Kahlan and Weselan spent the better part of the morning starting the dress. Weselan seemed as excited about making the dress as Kahlan was about wearing it. The seamstresses back in Aydindril had nothing over Weselan with her fine bone needles. They settled on a simple design fashioned something like a kirtle.
They had a light lunch of tava bread and chicken broth. Weselan said she would work on the dress later, and asked what Kahlan wanted to do in the afternoon. Kahlan said she really would like to cook something.
Kahlan never ate meat when she was here before on official business because she knew the Mud People ate human flesh, ate their enemies to gain their knowledge. To avoid offending them, she had always used the excuse that she didn’t eat meat. The night before, Richard had reacted strangely to eating meat, so Kahlan didn’t say anything to change the menu when Weselan suggested a vegetable stew.
The two of them cut up tava, some other rust-colored roots Kahlan didn’t recognize, peppers, beans, some nutty kuru, and then added greens and dried mushrooms into the big iron kettle hanging over the little fire in the corner cooking hearth. Weselan pushed a few sticks of hardwood into the fire as she told Kahlan the men probably wouldn’t be back until dark. She suggested they go to the common area with the other women and bake some tava bread in the ovens.
“I would like that,” Kahlan said.
“We will talk about the wedding with them. Talk of weddings always makes for good conversation.” She smiled. “Especially when there are no men around.”
Kahlan was happy to find that the young women talked to her now. In the past they had always been too shy. The older women wanted to talk about the marriage. The younger women wanted to talk about faraway places. They wanted to know if it was really true that men followed her orders, that they did as she said.
Their eyes were wide as Kahlan told them about the Central Council and how she protected the interests of peoples like the Mud People from the threat of invasion by more powerful lands so the Mud People and others in small communities could live as they wished. She explained that although she was able to command people, she did so only because she was the servant to all the people. When they asked if she commanded armies of men in battle, Kahlan told them that it wasn’t like that; that what she did was try to help the different lands work together so there wouldn’t be fighting. They wanted to know how many servants she had and what sorts of fabulous dresses she had. The questions were beginning to make the older women nervous, and to frustrate Kahlan.
She flopped a ball of dough down on the board, sending up a little cloud of flour. She looked the younger women in the eye.
“The prettiest dress I will ever have will be the dress Weselan is making me, because she is doing it out of friendship, and not because I commanded her to make it There is no possession to compare to friendship. I would give up everything I have, and live in rags, and grub for roots, just to have one friend.”

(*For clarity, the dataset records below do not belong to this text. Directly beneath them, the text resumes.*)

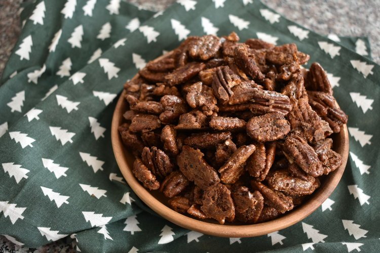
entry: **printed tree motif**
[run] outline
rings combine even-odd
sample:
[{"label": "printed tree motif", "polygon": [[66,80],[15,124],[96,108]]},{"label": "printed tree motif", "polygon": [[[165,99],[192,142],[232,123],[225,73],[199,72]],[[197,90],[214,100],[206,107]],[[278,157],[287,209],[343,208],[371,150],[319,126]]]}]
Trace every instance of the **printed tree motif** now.
[{"label": "printed tree motif", "polygon": [[289,29],[289,31],[298,37],[301,41],[305,38],[309,38],[309,31],[307,30],[303,30],[295,25],[290,25],[288,26],[288,29]]},{"label": "printed tree motif", "polygon": [[330,211],[332,210],[331,205],[335,203],[335,201],[332,199],[327,198],[323,203],[322,203],[322,212],[325,212],[325,210],[328,209]]},{"label": "printed tree motif", "polygon": [[158,242],[159,244],[165,244],[168,243],[174,240],[174,238],[173,237],[175,234],[172,231],[173,229],[172,228],[167,225],[165,226],[161,229],[161,233],[160,236],[161,238]]},{"label": "printed tree motif", "polygon": [[83,78],[86,76],[86,73],[83,72],[77,72],[73,75],[70,76],[68,79],[72,81],[74,85],[77,85],[77,83],[80,82],[83,83]]},{"label": "printed tree motif", "polygon": [[172,28],[174,30],[174,33],[178,36],[178,41],[181,41],[187,37],[187,35],[190,33],[190,31],[186,29],[184,25],[177,20],[171,19],[170,23],[172,25]]},{"label": "printed tree motif", "polygon": [[203,31],[206,34],[212,34],[216,35],[219,31],[219,28],[214,26],[214,24],[210,21],[210,20],[204,17],[201,18],[202,27],[203,27]]},{"label": "printed tree motif", "polygon": [[109,4],[105,7],[105,9],[109,11],[109,15],[118,15],[119,8],[120,8],[120,0],[111,0]]},{"label": "printed tree motif", "polygon": [[146,37],[148,44],[150,43],[151,41],[157,41],[157,38],[160,35],[160,33],[155,31],[155,28],[147,25],[141,26],[139,27],[138,30]]},{"label": "printed tree motif", "polygon": [[363,205],[364,203],[366,203],[367,205],[369,204],[368,199],[369,199],[371,196],[365,194],[363,192],[363,190],[358,187],[357,185],[348,185],[347,186],[347,187],[349,188],[350,194],[353,195],[354,198],[355,199],[357,198],[359,199],[360,205]]},{"label": "printed tree motif", "polygon": [[77,0],[67,0],[61,13],[65,15],[65,18],[72,18],[72,15],[77,6]]},{"label": "printed tree motif", "polygon": [[190,10],[195,10],[197,2],[194,0],[177,0],[177,3],[185,8],[186,12]]},{"label": "printed tree motif", "polygon": [[3,168],[4,169],[5,173],[8,173],[9,177],[15,178],[16,182],[18,184],[23,178],[28,178],[26,174],[30,171],[29,170],[22,168],[21,165],[15,164],[14,162],[7,162],[3,163]]},{"label": "printed tree motif", "polygon": [[67,40],[67,42],[71,45],[71,48],[75,47],[81,48],[82,36],[83,36],[83,26],[80,25],[74,29],[74,31],[71,33],[71,36]]},{"label": "printed tree motif", "polygon": [[139,224],[140,223],[137,221],[137,218],[136,215],[132,215],[127,218],[124,222],[126,226],[123,229],[123,231],[130,232],[131,234],[132,235],[134,234],[135,232],[141,231],[141,229],[137,226],[137,224]]},{"label": "printed tree motif", "polygon": [[11,139],[14,139],[16,143],[19,143],[23,149],[27,146],[32,147],[31,144],[35,141],[34,139],[28,137],[27,134],[23,134],[20,132],[10,132],[9,136]]},{"label": "printed tree motif", "polygon": [[49,46],[49,52],[54,52],[55,51],[55,48],[57,47],[57,45],[58,44],[59,39],[61,38],[62,35],[62,29],[60,29],[58,31],[55,33],[54,37],[52,39],[51,44]]},{"label": "printed tree motif", "polygon": [[131,31],[131,32],[134,31],[140,26],[140,20],[138,18],[135,18],[131,19],[128,24],[125,26],[125,28]]},{"label": "printed tree motif", "polygon": [[277,45],[277,41],[278,40],[277,37],[275,37],[263,32],[256,32],[256,34],[257,35],[257,37],[261,40],[264,40],[264,41],[272,43],[272,44]]},{"label": "printed tree motif", "polygon": [[356,240],[367,237],[365,234],[368,232],[368,230],[360,228],[360,225],[354,223],[354,221],[342,220],[341,222],[345,229],[348,231],[350,235],[354,235]]},{"label": "printed tree motif", "polygon": [[368,54],[365,43],[360,38],[358,38],[355,43],[355,52],[360,55],[368,55]]},{"label": "printed tree motif", "polygon": [[111,62],[108,59],[100,58],[99,59],[99,63],[100,66],[104,70],[104,73],[107,73],[108,80],[110,80],[113,77],[118,77],[118,72],[120,71],[120,69],[115,67],[115,64]]},{"label": "printed tree motif", "polygon": [[123,195],[123,197],[120,200],[120,203],[123,204],[126,204],[126,203],[128,203],[130,205],[132,204],[131,203],[132,201],[135,201],[132,197],[129,196],[129,192],[126,192],[124,193],[124,195]]},{"label": "printed tree motif", "polygon": [[52,230],[51,228],[45,228],[38,227],[37,228],[40,230],[41,235],[45,236],[48,241],[55,241],[66,237],[68,235],[58,234],[59,231],[58,230]]},{"label": "printed tree motif", "polygon": [[45,196],[49,197],[49,199],[50,199],[51,201],[54,201],[55,204],[57,205],[57,207],[59,208],[63,204],[68,204],[67,199],[70,197],[68,196],[63,196],[61,195],[58,192],[53,191],[52,189],[46,187],[41,186],[41,190],[44,193]]},{"label": "printed tree motif", "polygon": [[28,112],[25,113],[24,116],[26,116],[26,117],[27,117],[28,122],[30,122],[34,119],[38,120],[39,119],[40,119],[39,115],[40,115],[40,114],[42,112],[42,110],[32,108]]},{"label": "printed tree motif", "polygon": [[360,243],[359,242],[342,242],[341,244],[345,245],[347,247],[347,251],[348,252],[351,252],[355,249],[359,252],[360,251],[359,247],[364,245],[363,243]]},{"label": "printed tree motif", "polygon": [[135,64],[136,68],[137,69],[142,69],[146,64],[145,60],[142,59],[140,55],[134,53],[132,53],[132,60],[133,62],[133,63]]},{"label": "printed tree motif", "polygon": [[116,173],[110,173],[109,177],[108,178],[110,181],[115,180],[115,181],[118,181],[122,184],[125,184],[125,182],[124,181],[124,179],[121,177],[118,177]]},{"label": "printed tree motif", "polygon": [[57,179],[59,179],[62,176],[63,177],[67,176],[65,172],[68,170],[68,168],[66,167],[61,167],[59,164],[54,163],[54,161],[53,160],[42,158],[42,163],[44,165],[44,167],[49,170],[50,172],[52,172],[54,174],[54,176],[57,178]]},{"label": "printed tree motif", "polygon": [[22,246],[23,245],[24,245],[24,243],[18,241],[16,239],[15,237],[13,237],[11,236],[10,235],[4,235],[5,237],[5,238],[6,238],[7,239],[8,239],[8,240],[9,240],[10,241],[11,241],[11,242],[12,242],[13,243],[14,243],[14,244],[16,245],[18,245],[19,246]]},{"label": "printed tree motif", "polygon": [[15,111],[21,112],[21,107],[24,106],[25,101],[25,91],[22,91],[16,94],[16,95],[12,98],[12,101],[7,104],[11,107],[11,112]]},{"label": "printed tree motif", "polygon": [[369,74],[373,74],[372,69],[373,68],[374,65],[367,64],[365,62],[356,60],[352,60],[350,61],[350,62],[351,63],[351,65],[354,68],[363,74],[364,78],[367,78]]},{"label": "printed tree motif", "polygon": [[61,128],[57,126],[49,126],[49,129],[52,135],[55,137],[57,140],[61,141],[62,146],[67,142],[72,143],[71,138],[75,135],[74,133],[67,132],[67,130],[61,129]]},{"label": "printed tree motif", "polygon": [[240,240],[240,239],[241,239],[240,237],[230,237],[230,245],[233,244],[235,243],[235,242],[237,242],[239,244],[240,244],[242,243],[242,241]]},{"label": "printed tree motif", "polygon": [[103,217],[102,214],[95,214],[93,212],[82,212],[87,222],[90,222],[91,226],[100,227],[105,225],[111,220],[112,217]]},{"label": "printed tree motif", "polygon": [[229,15],[229,19],[230,19],[230,22],[231,22],[234,26],[237,27],[240,31],[241,31],[244,28],[248,29],[248,25],[249,25],[249,21],[246,21],[236,16]]},{"label": "printed tree motif", "polygon": [[89,64],[90,63],[95,61],[95,60],[100,57],[102,53],[103,52],[102,52],[102,50],[100,48],[98,48],[98,49],[95,50],[90,58],[90,60],[89,60],[87,62],[87,63]]},{"label": "printed tree motif", "polygon": [[26,75],[28,77],[28,82],[33,82],[35,84],[38,82],[38,79],[42,75],[46,70],[46,66],[44,64],[40,69],[36,69],[33,72],[28,73]]},{"label": "printed tree motif", "polygon": [[105,190],[102,190],[101,189],[99,189],[98,187],[93,187],[90,185],[79,184],[79,185],[84,191],[88,192],[89,194],[90,195],[94,196],[98,199],[101,197],[107,196],[107,195],[105,195],[105,193],[107,192],[107,191]]},{"label": "printed tree motif", "polygon": [[22,213],[26,207],[17,207],[17,204],[9,204],[8,202],[0,201],[0,213],[3,212],[5,218],[9,217],[12,224],[14,224],[19,219],[23,220]]},{"label": "printed tree motif", "polygon": [[358,107],[361,107],[363,112],[365,113],[367,111],[372,110],[372,103],[373,103],[373,99],[367,99],[365,96],[360,95],[358,92],[350,92],[350,96],[352,101],[356,103]]},{"label": "printed tree motif", "polygon": [[354,137],[355,141],[358,141],[362,147],[364,147],[366,144],[371,145],[371,142],[369,141],[373,136],[371,135],[366,135],[364,131],[361,131],[357,128],[349,128],[349,133],[350,135]]},{"label": "printed tree motif", "polygon": [[70,76],[70,70],[71,70],[71,60],[70,57],[68,58],[62,63],[62,65],[59,67],[59,70],[57,71],[57,75],[61,77],[63,76]]},{"label": "printed tree motif", "polygon": [[8,122],[5,121],[0,125],[0,137],[4,135],[5,132],[8,130]]},{"label": "printed tree motif", "polygon": [[225,0],[212,0],[212,2],[215,4],[215,9],[218,9],[219,7],[223,8],[224,7]]},{"label": "printed tree motif", "polygon": [[319,230],[313,228],[313,227],[312,225],[302,223],[302,229],[303,230],[303,233],[306,233],[308,235],[308,238],[311,239],[314,243],[324,242],[324,239],[327,236],[320,233]]},{"label": "printed tree motif", "polygon": [[79,152],[79,155],[81,156],[81,158],[83,161],[85,161],[88,166],[92,167],[94,173],[96,173],[96,172],[99,170],[103,171],[103,168],[102,166],[104,164],[104,162],[98,160],[98,158],[96,156],[92,156],[88,153],[83,153],[82,152]]},{"label": "printed tree motif", "polygon": [[340,47],[334,46],[332,43],[326,41],[318,41],[318,45],[321,49],[323,50],[325,53],[330,55],[331,58],[333,58],[337,55],[340,55],[339,51],[340,50]]},{"label": "printed tree motif", "polygon": [[188,233],[186,233],[186,235],[187,236],[187,243],[189,243],[193,241],[195,241],[197,242],[199,242],[198,238],[204,235],[199,232],[190,231]]},{"label": "printed tree motif", "polygon": [[53,87],[52,87],[51,88],[49,89],[49,91],[46,93],[46,94],[45,94],[45,96],[42,98],[42,99],[41,99],[41,101],[43,101],[44,100],[46,99],[46,98],[50,96],[52,94],[52,93],[54,92],[55,90],[57,90],[57,89],[58,89],[58,86],[57,85],[55,85],[54,86],[53,86]]},{"label": "printed tree motif", "polygon": [[271,12],[267,9],[260,9],[260,14],[262,17],[269,21],[271,24],[274,24],[275,23],[280,22],[280,17],[281,16],[279,14]]},{"label": "printed tree motif", "polygon": [[92,17],[92,11],[94,10],[95,5],[96,4],[96,0],[89,0],[86,3],[82,10],[85,12],[85,16],[89,16]]},{"label": "printed tree motif", "polygon": [[102,26],[100,31],[99,32],[99,34],[96,36],[96,38],[104,40],[107,38],[109,38],[111,36],[111,30],[112,29],[112,26],[111,26],[111,23],[107,22]]},{"label": "printed tree motif", "polygon": [[35,9],[33,11],[33,13],[29,17],[29,19],[33,20],[33,24],[34,25],[37,23],[43,25],[44,18],[45,17],[45,11],[46,11],[45,3],[42,1],[35,7]]},{"label": "printed tree motif", "polygon": [[103,100],[105,105],[109,105],[117,96],[116,94],[108,92],[97,92],[96,91],[92,92],[92,94],[95,97],[99,98],[100,100]]},{"label": "printed tree motif", "polygon": [[280,245],[283,245],[284,243],[282,242],[282,240],[286,238],[286,237],[285,237],[283,235],[281,235],[279,234],[279,231],[276,231],[274,232],[273,233],[268,234],[268,237],[270,237],[271,239],[272,239],[272,246],[276,243],[280,243]]},{"label": "printed tree motif", "polygon": [[339,80],[340,80],[340,77],[338,76],[334,76],[332,74],[329,73],[326,73],[327,75],[327,78],[330,81],[330,83],[331,85],[331,88],[333,88],[335,87],[339,86]]},{"label": "printed tree motif", "polygon": [[90,126],[91,128],[91,133],[94,134],[95,140],[98,139],[100,137],[104,137],[103,134],[106,129],[100,126],[100,124],[98,122],[97,119],[92,117],[89,117],[88,120],[90,121]]},{"label": "printed tree motif", "polygon": [[15,54],[20,56],[20,60],[26,59],[29,61],[29,54],[31,52],[31,47],[33,46],[33,41],[31,35],[29,35],[24,39],[20,44],[20,48],[15,52]]},{"label": "printed tree motif", "polygon": [[358,167],[358,168],[359,168],[359,171],[360,172],[360,175],[363,175],[364,173],[365,173],[366,174],[369,174],[368,170],[371,168],[370,166],[369,166],[369,165],[365,164],[363,162],[363,161],[359,159],[359,157],[358,157],[358,156],[353,152],[350,152],[350,155],[351,156],[352,160],[354,161],[355,165]]}]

That seemed to quiet the young girls, and settle the older women. The chatter drifted back to the subject of the wedding, and Kahlan was happy to let it. She tried to keep out of it, to let the older women lead the talk.

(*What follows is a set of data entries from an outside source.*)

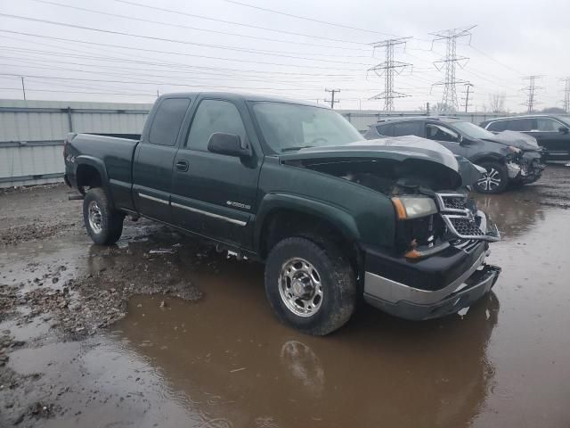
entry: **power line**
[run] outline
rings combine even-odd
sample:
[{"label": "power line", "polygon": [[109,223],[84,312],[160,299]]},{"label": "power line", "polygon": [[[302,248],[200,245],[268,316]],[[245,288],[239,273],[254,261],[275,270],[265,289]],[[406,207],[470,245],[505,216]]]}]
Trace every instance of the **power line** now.
[{"label": "power line", "polygon": [[522,89],[524,92],[526,92],[527,95],[526,101],[523,103],[522,105],[525,105],[528,107],[529,113],[532,113],[534,111],[534,106],[536,104],[541,103],[536,101],[535,94],[537,89],[542,89],[542,87],[536,86],[536,79],[542,78],[544,76],[534,74],[523,78],[523,80],[528,80],[528,86]]},{"label": "power line", "polygon": [[[275,53],[273,53],[273,52],[254,50],[254,49],[246,49],[246,48],[241,48],[241,47],[238,47],[238,46],[229,46],[229,45],[208,45],[208,44],[204,44],[204,43],[190,42],[188,40],[178,40],[178,39],[174,39],[174,38],[157,37],[153,37],[153,36],[145,36],[145,35],[142,35],[142,34],[127,33],[127,32],[125,32],[125,31],[117,31],[117,30],[112,30],[112,29],[95,29],[94,27],[86,27],[86,26],[83,26],[83,25],[69,24],[69,23],[66,23],[66,22],[58,22],[58,21],[50,21],[50,20],[41,20],[39,18],[32,18],[32,17],[29,17],[29,16],[12,15],[12,14],[9,14],[9,13],[0,13],[0,16],[4,16],[4,17],[6,17],[6,18],[12,18],[12,19],[15,19],[15,20],[29,21],[32,21],[32,22],[42,22],[42,23],[46,23],[46,24],[50,24],[50,25],[56,25],[56,26],[61,26],[61,27],[71,28],[71,29],[86,29],[88,31],[95,31],[95,32],[99,32],[99,33],[114,34],[114,35],[118,35],[118,36],[127,36],[127,37],[131,37],[143,38],[143,39],[146,39],[146,40],[157,40],[157,41],[161,41],[161,42],[176,43],[176,44],[182,44],[182,45],[191,45],[201,46],[201,47],[210,47],[210,48],[214,48],[214,49],[224,49],[224,50],[229,50],[229,51],[234,51],[234,52],[240,52],[240,53],[256,54],[270,55],[270,56],[280,56],[280,57],[283,57],[283,58],[291,58],[291,59],[305,60],[305,61],[319,61],[319,62],[336,62],[336,63],[339,63],[339,64],[370,65],[370,64],[366,64],[366,63],[359,63],[359,62],[346,62],[346,61],[334,61],[334,60],[323,60],[323,59],[316,59],[316,58],[305,58],[305,57],[303,57],[303,56],[295,56],[295,55],[286,54],[285,53],[275,54]],[[345,70],[349,70],[349,69],[345,69]],[[354,69],[353,69],[353,70],[354,70]]]},{"label": "power line", "polygon": [[24,78],[20,77],[20,78],[21,78],[21,93],[24,95],[24,101],[26,101],[26,86],[24,85]]},{"label": "power line", "polygon": [[468,61],[468,57],[457,56],[457,39],[468,37],[470,40],[470,30],[474,28],[475,26],[472,26],[467,29],[452,29],[437,33],[432,33],[435,37],[433,42],[437,40],[445,41],[445,56],[434,62],[437,70],[441,71],[444,68],[445,69],[445,78],[444,80],[435,83],[434,85],[444,86],[442,103],[444,108],[448,111],[455,111],[459,107],[456,86],[458,83],[466,83],[464,80],[457,80],[455,78],[456,66],[459,65],[463,68]]},{"label": "power line", "polygon": [[[0,87],[3,91],[20,91],[18,87]],[[129,95],[129,96],[153,96],[151,94],[127,94],[124,92],[86,92],[86,91],[62,91],[61,89],[28,89],[28,92],[55,92],[65,94],[88,94],[88,95]],[[24,98],[25,99],[25,98]]]},{"label": "power line", "polygon": [[474,51],[478,52],[478,53],[479,53],[480,54],[482,54],[483,56],[485,56],[485,57],[487,57],[488,59],[490,59],[491,61],[493,61],[493,62],[494,62],[498,63],[499,65],[503,66],[505,69],[510,70],[511,71],[514,71],[515,73],[517,73],[517,75],[519,75],[519,76],[521,75],[520,70],[515,70],[515,69],[513,69],[512,67],[510,67],[510,66],[509,66],[509,65],[505,64],[504,62],[500,62],[500,61],[498,61],[498,60],[495,60],[493,56],[491,56],[491,55],[489,55],[489,54],[485,54],[484,52],[481,51],[480,49],[477,49],[477,48],[476,48],[476,47],[475,47],[473,45],[469,44],[469,45],[468,45],[468,46],[469,46],[471,49],[473,49]]},{"label": "power line", "polygon": [[265,8],[265,7],[256,6],[254,4],[248,4],[247,3],[238,2],[236,0],[222,0],[222,1],[227,2],[227,3],[232,3],[233,4],[239,4],[239,5],[244,6],[244,7],[250,7],[252,9],[257,9],[259,11],[268,12],[271,12],[271,13],[277,13],[277,14],[283,15],[283,16],[289,16],[289,18],[297,18],[298,20],[309,21],[311,22],[318,22],[320,24],[332,25],[333,27],[340,27],[340,28],[343,28],[343,29],[355,29],[357,31],[363,31],[363,32],[366,32],[366,33],[381,34],[381,35],[384,35],[384,36],[392,36],[392,37],[397,37],[397,36],[395,36],[394,34],[382,33],[382,32],[374,31],[374,30],[371,30],[371,29],[359,29],[359,28],[356,28],[356,27],[351,27],[349,25],[339,24],[338,22],[329,22],[327,21],[321,21],[321,20],[316,20],[314,18],[308,18],[306,16],[294,15],[292,13],[287,13],[285,12],[280,12],[280,11],[275,11],[273,9],[268,9],[268,8]]},{"label": "power line", "polygon": [[[165,51],[165,50],[157,50],[157,49],[146,49],[146,48],[141,48],[141,47],[125,46],[125,45],[112,45],[112,44],[106,44],[106,43],[88,42],[88,41],[74,39],[74,38],[55,37],[43,36],[43,35],[39,35],[39,34],[27,33],[27,32],[23,32],[23,31],[13,31],[13,30],[8,30],[8,29],[0,29],[0,32],[10,33],[10,34],[19,34],[19,35],[22,35],[22,36],[29,36],[29,37],[40,37],[40,38],[47,38],[47,39],[51,39],[51,40],[57,40],[57,41],[63,41],[63,42],[78,43],[78,44],[82,44],[82,45],[94,45],[103,46],[103,47],[115,47],[115,48],[118,48],[118,49],[126,49],[126,50],[129,50],[129,51],[141,51],[141,52],[148,52],[148,53],[154,53],[154,54],[173,54],[173,55],[176,55],[176,56],[189,56],[189,57],[193,57],[193,58],[204,58],[204,59],[208,59],[208,60],[221,60],[221,61],[240,62],[248,62],[248,63],[262,64],[262,65],[276,65],[276,66],[281,66],[281,67],[285,66],[285,67],[295,67],[295,68],[306,68],[306,66],[305,66],[305,65],[298,65],[298,64],[287,64],[287,63],[283,63],[283,62],[268,62],[253,61],[253,60],[246,60],[246,59],[232,60],[232,59],[230,59],[230,58],[224,58],[224,57],[221,57],[221,56],[197,55],[197,54],[186,54],[186,53],[183,53],[183,52]],[[161,62],[161,64],[164,64],[164,63],[165,62]],[[173,64],[173,62],[170,62],[170,63]],[[204,67],[204,66],[192,66],[192,65],[188,65],[188,64],[184,64],[184,63],[182,63],[182,62],[174,63],[174,64],[178,64],[178,65],[180,65],[182,67],[189,67],[189,68],[216,69],[216,70],[229,70],[229,71],[256,71],[256,72],[262,72],[261,70],[240,70],[238,69],[220,69],[220,68]],[[319,70],[330,70],[330,67],[320,67],[320,66],[314,66],[314,65],[312,65],[311,68],[312,69],[319,69]],[[338,69],[338,68],[336,68],[336,70],[344,70],[344,71],[362,71],[361,69]],[[346,74],[330,74],[330,73],[310,74],[310,73],[288,72],[288,71],[273,71],[272,73],[273,73],[273,74],[282,74],[282,75],[297,75],[297,76],[330,76],[330,76],[332,76],[332,77],[352,76],[352,75],[346,75]]]},{"label": "power line", "polygon": [[394,48],[401,45],[405,45],[406,40],[409,38],[411,37],[390,38],[373,45],[374,49],[377,47],[384,47],[386,51],[386,59],[384,62],[369,69],[369,71],[374,71],[379,77],[384,76],[384,92],[372,96],[371,99],[384,100],[385,111],[394,111],[395,98],[403,98],[408,96],[405,94],[395,92],[394,90],[394,76],[395,74],[402,73],[404,69],[411,67],[411,64],[395,61]]},{"label": "power line", "polygon": [[327,47],[327,48],[330,48],[330,49],[344,49],[344,50],[350,50],[350,51],[368,52],[367,49],[357,48],[357,47],[333,46],[331,45],[316,45],[316,44],[311,44],[311,43],[294,42],[294,41],[290,41],[290,40],[283,40],[283,39],[278,39],[278,38],[276,39],[276,38],[262,37],[257,37],[257,36],[248,36],[248,35],[240,34],[240,33],[232,33],[232,32],[221,31],[221,30],[211,29],[200,29],[200,28],[197,28],[197,27],[191,27],[191,26],[188,26],[188,25],[175,24],[175,23],[172,23],[172,22],[164,22],[164,21],[160,21],[147,20],[147,19],[143,19],[143,18],[136,18],[134,16],[123,15],[123,14],[119,14],[119,13],[110,13],[110,12],[108,12],[96,11],[94,9],[87,9],[86,7],[78,7],[78,6],[74,6],[74,5],[71,5],[71,4],[62,4],[61,3],[51,2],[51,1],[48,1],[48,0],[28,0],[28,1],[37,2],[37,3],[42,3],[42,4],[51,4],[51,5],[59,6],[59,7],[67,7],[69,9],[75,9],[77,11],[88,12],[90,13],[98,13],[98,14],[101,14],[101,15],[113,16],[113,17],[116,17],[116,18],[123,18],[123,19],[130,20],[130,21],[141,21],[141,22],[150,22],[150,23],[158,24],[158,25],[164,25],[164,26],[167,26],[167,27],[174,27],[174,28],[186,29],[193,29],[193,30],[196,30],[196,31],[205,31],[205,32],[215,33],[215,34],[222,34],[222,35],[224,35],[224,36],[232,36],[232,37],[244,37],[244,38],[250,38],[250,39],[255,39],[255,40],[264,40],[264,41],[271,41],[271,42],[278,42],[278,43],[287,43],[287,44],[296,45],[307,45],[307,46]]},{"label": "power line", "polygon": [[570,77],[560,79],[564,82],[564,111],[566,113],[570,113]]},{"label": "power line", "polygon": [[149,4],[142,4],[141,3],[135,3],[135,2],[131,2],[128,0],[114,0],[115,2],[118,3],[124,3],[126,4],[131,4],[134,6],[139,6],[139,7],[144,7],[147,9],[151,9],[151,10],[155,10],[155,11],[161,11],[161,12],[167,12],[169,13],[175,13],[178,15],[183,15],[183,16],[190,16],[192,18],[199,18],[201,20],[207,20],[207,21],[212,21],[215,22],[224,22],[224,24],[232,24],[232,25],[238,25],[240,27],[248,27],[250,29],[263,29],[265,31],[273,31],[273,32],[276,32],[276,33],[283,33],[283,34],[289,34],[291,36],[301,36],[303,37],[311,37],[311,38],[319,38],[321,40],[329,40],[330,42],[341,42],[341,43],[349,43],[352,45],[367,45],[366,43],[362,43],[362,42],[354,42],[353,40],[343,40],[343,39],[339,39],[339,38],[330,38],[330,37],[325,37],[322,36],[313,36],[310,34],[305,34],[305,33],[297,33],[295,31],[287,31],[284,29],[270,29],[267,27],[259,27],[256,25],[252,25],[252,24],[244,24],[242,22],[236,22],[236,21],[225,21],[225,20],[220,20],[217,18],[210,18],[208,16],[203,16],[203,15],[197,15],[195,13],[189,13],[186,12],[181,12],[181,11],[175,11],[174,9],[167,9],[164,7],[158,7],[158,6],[151,6]]},{"label": "power line", "polygon": [[325,87],[324,92],[330,93],[330,100],[324,100],[325,103],[330,103],[330,108],[335,108],[335,103],[340,103],[340,100],[335,100],[335,94],[340,92],[340,89],[328,89]]},{"label": "power line", "polygon": [[[0,76],[20,76],[20,74],[15,73],[0,73]],[[125,84],[138,84],[138,85],[164,85],[170,86],[183,86],[183,87],[213,87],[217,89],[237,89],[237,90],[248,90],[248,89],[257,89],[257,90],[271,90],[271,91],[305,91],[305,88],[299,87],[291,87],[291,88],[279,88],[279,87],[245,87],[245,86],[222,86],[222,85],[192,85],[192,84],[185,84],[185,83],[178,83],[178,82],[155,82],[150,80],[102,80],[99,78],[61,78],[56,76],[42,76],[42,75],[32,75],[32,74],[25,74],[23,75],[25,78],[48,78],[48,79],[55,79],[55,80],[79,80],[85,82],[105,82],[105,83],[125,83]]]}]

Near the end of the afternoon, Kahlan saw a commotion across the field. She saw a taller figure, Richard, taking long strides toward Savidlin and Weselan’s home. Even from a distance, she could tell he was angry. A throng of hunters followed in his wake, trotting at times to keep pace.
Kahlan wiped her flour-covered hands on a cloth. She threw the cloth on a table as she stepped off the plank floor of the shelter and jogged the distance to the men. She caught them as they went down a wide passageway.
Pushing through the hunters, she finally caught up with Richard just before he reached Savidlin’s doorway. Chan-dalen was right at his heels, along with Savidlin. Chandalen had blood down his shoulder, with some kind of mud pack over a wound on top. He looked to be in a mood to chew rocks.
She grabbed Richard’s sleeve. He spun around with a hot expression that cooled a little when he saw it was her. He removed his hand from the hilt of the sword.